The new launch offers enterprises an integrated development environment across multiple platforms, enabling increased agility and productivity as well as savings of up to 40% of development costs.
The offering aims to enable users to create the same development environment across Windows, Linux and UNIX. It is said this will mean users can switch between languages and platforms and continue to use the tools they are familiar with.
Stuart McGill, CTO at Micro Focus, said: “The release of COBOL for Eclipse is an important step for Micro Focus as we look to provide our customers with the tools needed to develop applications across any environment.”
“Enterprises today are putting a premium on cutting costs and increasing flexibility, and we’re responding by helping developers improve productivity with support for the leading cross-platform integrated development environment. Eclipse is the de facto standard Java development environment, and it is critical that developers in this ecosystem have access to tools enabling them to create the COBOL-based applications at the heart of their business.”
Micro Focus says that one of the main benefits of enabling companies to develop tools across multiple environments will be the ability to move applications to a SOA or cloud computing architecture without having to go through costly and time-consuming code re-writes.

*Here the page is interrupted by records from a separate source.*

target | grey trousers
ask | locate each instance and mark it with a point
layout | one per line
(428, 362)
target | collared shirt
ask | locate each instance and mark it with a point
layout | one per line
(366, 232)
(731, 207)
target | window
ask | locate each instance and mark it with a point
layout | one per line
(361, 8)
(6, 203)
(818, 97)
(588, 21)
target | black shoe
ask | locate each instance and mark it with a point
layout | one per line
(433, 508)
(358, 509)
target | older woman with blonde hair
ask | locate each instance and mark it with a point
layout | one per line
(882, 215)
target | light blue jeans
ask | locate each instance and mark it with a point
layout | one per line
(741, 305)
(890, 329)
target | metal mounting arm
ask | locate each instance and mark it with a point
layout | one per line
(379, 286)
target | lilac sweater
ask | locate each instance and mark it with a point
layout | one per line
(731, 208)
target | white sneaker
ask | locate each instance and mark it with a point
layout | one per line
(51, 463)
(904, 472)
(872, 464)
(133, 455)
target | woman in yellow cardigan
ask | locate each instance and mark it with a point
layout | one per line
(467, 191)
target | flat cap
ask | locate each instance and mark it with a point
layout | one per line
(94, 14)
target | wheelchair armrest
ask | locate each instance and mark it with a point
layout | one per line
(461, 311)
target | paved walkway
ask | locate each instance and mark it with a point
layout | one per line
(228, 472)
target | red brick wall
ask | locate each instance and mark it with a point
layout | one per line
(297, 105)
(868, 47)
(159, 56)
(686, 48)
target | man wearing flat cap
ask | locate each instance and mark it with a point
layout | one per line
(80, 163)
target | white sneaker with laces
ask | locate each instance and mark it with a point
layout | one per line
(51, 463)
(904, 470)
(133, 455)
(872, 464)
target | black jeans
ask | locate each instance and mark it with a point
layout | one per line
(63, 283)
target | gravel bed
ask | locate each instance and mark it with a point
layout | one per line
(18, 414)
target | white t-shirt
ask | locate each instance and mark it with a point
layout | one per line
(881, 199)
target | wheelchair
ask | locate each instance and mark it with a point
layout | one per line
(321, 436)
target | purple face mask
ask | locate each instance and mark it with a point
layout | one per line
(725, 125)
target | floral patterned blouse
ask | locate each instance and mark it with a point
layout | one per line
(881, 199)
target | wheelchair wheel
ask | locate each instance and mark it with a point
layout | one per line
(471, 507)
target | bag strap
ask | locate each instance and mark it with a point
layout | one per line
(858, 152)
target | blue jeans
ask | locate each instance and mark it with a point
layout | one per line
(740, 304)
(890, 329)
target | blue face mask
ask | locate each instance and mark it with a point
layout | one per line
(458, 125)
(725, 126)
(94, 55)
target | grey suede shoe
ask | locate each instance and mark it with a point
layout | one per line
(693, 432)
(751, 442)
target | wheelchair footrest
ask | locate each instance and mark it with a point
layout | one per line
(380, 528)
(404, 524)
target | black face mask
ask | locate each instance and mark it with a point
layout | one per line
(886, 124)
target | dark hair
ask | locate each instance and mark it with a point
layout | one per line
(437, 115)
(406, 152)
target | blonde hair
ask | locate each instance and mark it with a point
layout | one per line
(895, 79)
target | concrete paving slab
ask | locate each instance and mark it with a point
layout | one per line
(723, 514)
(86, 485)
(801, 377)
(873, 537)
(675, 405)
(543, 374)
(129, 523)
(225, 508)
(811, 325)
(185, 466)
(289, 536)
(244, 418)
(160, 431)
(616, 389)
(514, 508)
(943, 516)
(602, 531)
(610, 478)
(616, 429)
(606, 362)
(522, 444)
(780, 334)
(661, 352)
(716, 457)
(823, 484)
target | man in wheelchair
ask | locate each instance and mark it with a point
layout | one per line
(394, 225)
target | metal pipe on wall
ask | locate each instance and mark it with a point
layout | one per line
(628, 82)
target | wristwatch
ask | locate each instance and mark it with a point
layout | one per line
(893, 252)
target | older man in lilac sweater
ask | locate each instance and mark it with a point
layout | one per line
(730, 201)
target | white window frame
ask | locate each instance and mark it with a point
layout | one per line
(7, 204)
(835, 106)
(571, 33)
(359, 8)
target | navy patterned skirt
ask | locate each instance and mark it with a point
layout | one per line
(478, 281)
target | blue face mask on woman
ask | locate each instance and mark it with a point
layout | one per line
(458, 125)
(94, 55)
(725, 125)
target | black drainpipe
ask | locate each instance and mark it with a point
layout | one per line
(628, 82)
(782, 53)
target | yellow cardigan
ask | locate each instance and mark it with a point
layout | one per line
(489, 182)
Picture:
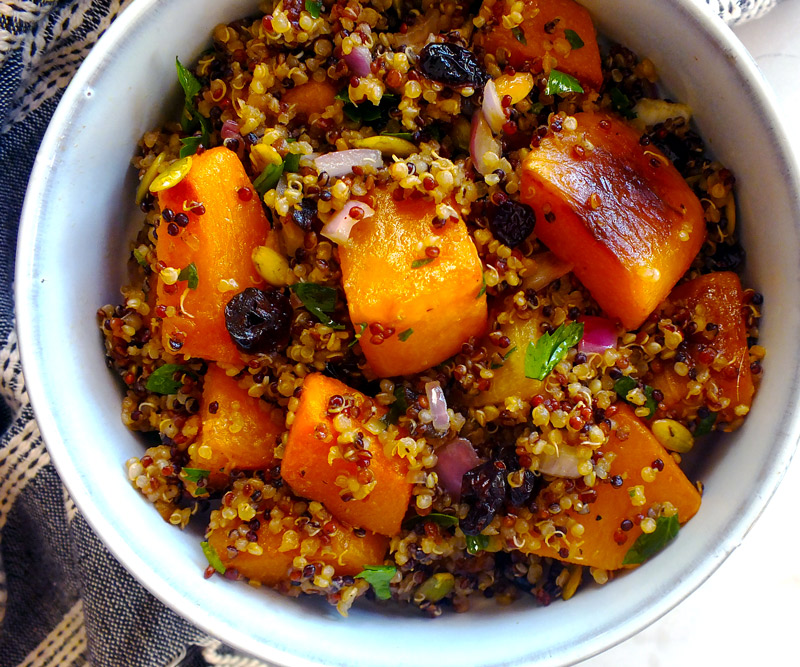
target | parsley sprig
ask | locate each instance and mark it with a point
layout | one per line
(542, 356)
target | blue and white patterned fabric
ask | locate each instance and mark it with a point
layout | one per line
(64, 600)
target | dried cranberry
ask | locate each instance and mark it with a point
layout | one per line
(511, 222)
(484, 490)
(259, 320)
(726, 258)
(452, 65)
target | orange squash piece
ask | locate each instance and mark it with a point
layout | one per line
(432, 305)
(544, 27)
(635, 448)
(716, 299)
(219, 243)
(619, 211)
(310, 97)
(510, 379)
(238, 431)
(313, 469)
(340, 547)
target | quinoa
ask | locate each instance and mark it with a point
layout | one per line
(244, 78)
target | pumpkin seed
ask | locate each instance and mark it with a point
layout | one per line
(173, 175)
(388, 145)
(673, 435)
(273, 267)
(149, 177)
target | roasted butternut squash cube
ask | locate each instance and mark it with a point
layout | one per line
(310, 97)
(432, 305)
(617, 210)
(282, 538)
(223, 229)
(552, 29)
(333, 456)
(509, 379)
(238, 432)
(604, 541)
(721, 349)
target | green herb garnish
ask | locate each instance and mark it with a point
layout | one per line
(397, 408)
(648, 545)
(445, 520)
(476, 543)
(368, 113)
(706, 424)
(161, 380)
(291, 162)
(212, 557)
(189, 274)
(541, 357)
(194, 475)
(621, 103)
(379, 576)
(314, 7)
(191, 87)
(559, 83)
(319, 300)
(268, 178)
(190, 145)
(626, 384)
(574, 39)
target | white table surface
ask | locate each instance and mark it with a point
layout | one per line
(748, 612)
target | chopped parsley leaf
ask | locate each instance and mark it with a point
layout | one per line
(161, 380)
(559, 83)
(648, 545)
(319, 300)
(476, 543)
(626, 384)
(212, 557)
(189, 274)
(379, 576)
(543, 356)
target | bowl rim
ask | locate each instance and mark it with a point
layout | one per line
(646, 612)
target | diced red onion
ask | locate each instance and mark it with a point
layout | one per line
(438, 405)
(341, 163)
(339, 226)
(456, 458)
(599, 334)
(230, 130)
(492, 108)
(359, 60)
(563, 465)
(482, 141)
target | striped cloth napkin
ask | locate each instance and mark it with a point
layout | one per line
(64, 600)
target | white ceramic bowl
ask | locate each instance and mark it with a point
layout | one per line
(78, 218)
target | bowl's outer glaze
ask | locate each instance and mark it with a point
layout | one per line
(71, 255)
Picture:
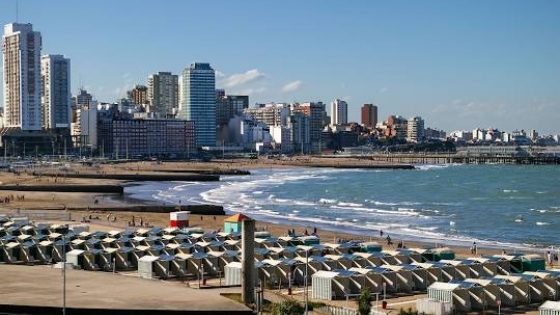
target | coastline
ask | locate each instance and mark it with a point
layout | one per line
(82, 200)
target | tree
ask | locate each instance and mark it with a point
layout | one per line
(364, 302)
(288, 307)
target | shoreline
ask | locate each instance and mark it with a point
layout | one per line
(80, 200)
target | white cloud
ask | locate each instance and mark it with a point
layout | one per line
(292, 86)
(250, 91)
(243, 78)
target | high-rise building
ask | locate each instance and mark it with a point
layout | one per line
(339, 112)
(55, 92)
(315, 111)
(138, 95)
(21, 55)
(415, 129)
(163, 93)
(369, 115)
(199, 102)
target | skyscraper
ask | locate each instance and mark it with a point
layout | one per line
(199, 102)
(163, 93)
(369, 115)
(339, 112)
(21, 54)
(55, 93)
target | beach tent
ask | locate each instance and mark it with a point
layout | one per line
(433, 273)
(461, 271)
(411, 255)
(156, 250)
(125, 258)
(456, 293)
(434, 307)
(420, 279)
(234, 223)
(550, 308)
(12, 252)
(97, 259)
(148, 267)
(397, 257)
(224, 258)
(373, 280)
(555, 275)
(268, 273)
(331, 285)
(29, 253)
(537, 292)
(496, 291)
(45, 250)
(27, 230)
(370, 247)
(404, 276)
(124, 241)
(93, 243)
(549, 282)
(185, 248)
(77, 244)
(233, 273)
(76, 258)
(488, 266)
(390, 278)
(520, 262)
(522, 289)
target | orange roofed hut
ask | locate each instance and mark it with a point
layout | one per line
(234, 223)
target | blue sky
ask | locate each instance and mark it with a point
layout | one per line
(458, 64)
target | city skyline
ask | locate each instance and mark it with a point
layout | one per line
(459, 65)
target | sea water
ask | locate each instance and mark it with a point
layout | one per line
(503, 206)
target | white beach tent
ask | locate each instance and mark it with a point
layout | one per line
(433, 273)
(522, 289)
(373, 280)
(494, 293)
(328, 285)
(403, 277)
(550, 308)
(456, 293)
(549, 283)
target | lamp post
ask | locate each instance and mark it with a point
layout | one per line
(306, 284)
(63, 274)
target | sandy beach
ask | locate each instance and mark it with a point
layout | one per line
(51, 205)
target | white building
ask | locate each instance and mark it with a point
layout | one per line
(339, 112)
(415, 129)
(163, 93)
(55, 96)
(21, 55)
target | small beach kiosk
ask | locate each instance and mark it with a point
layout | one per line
(234, 223)
(550, 308)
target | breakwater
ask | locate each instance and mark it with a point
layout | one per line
(112, 189)
(139, 177)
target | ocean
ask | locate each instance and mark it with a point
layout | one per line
(499, 206)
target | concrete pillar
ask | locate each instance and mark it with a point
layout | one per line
(248, 261)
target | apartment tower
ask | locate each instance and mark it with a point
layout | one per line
(199, 102)
(21, 56)
(55, 94)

McGill said: “Across the enterprise, COBOL houses mission-critical business logic that must be captured as applications are developed and modernised. As infrastructures evolve and we start seeing more and more applications built as Web services, as part of a service oriented architecture or on the cloud, flexibility becomes paramount.”
“These tools enable developers using the world’s most popular cross-platform IDE to take advantage of COBOL tools, helping them create a solid foundation for contemporary applications and services.”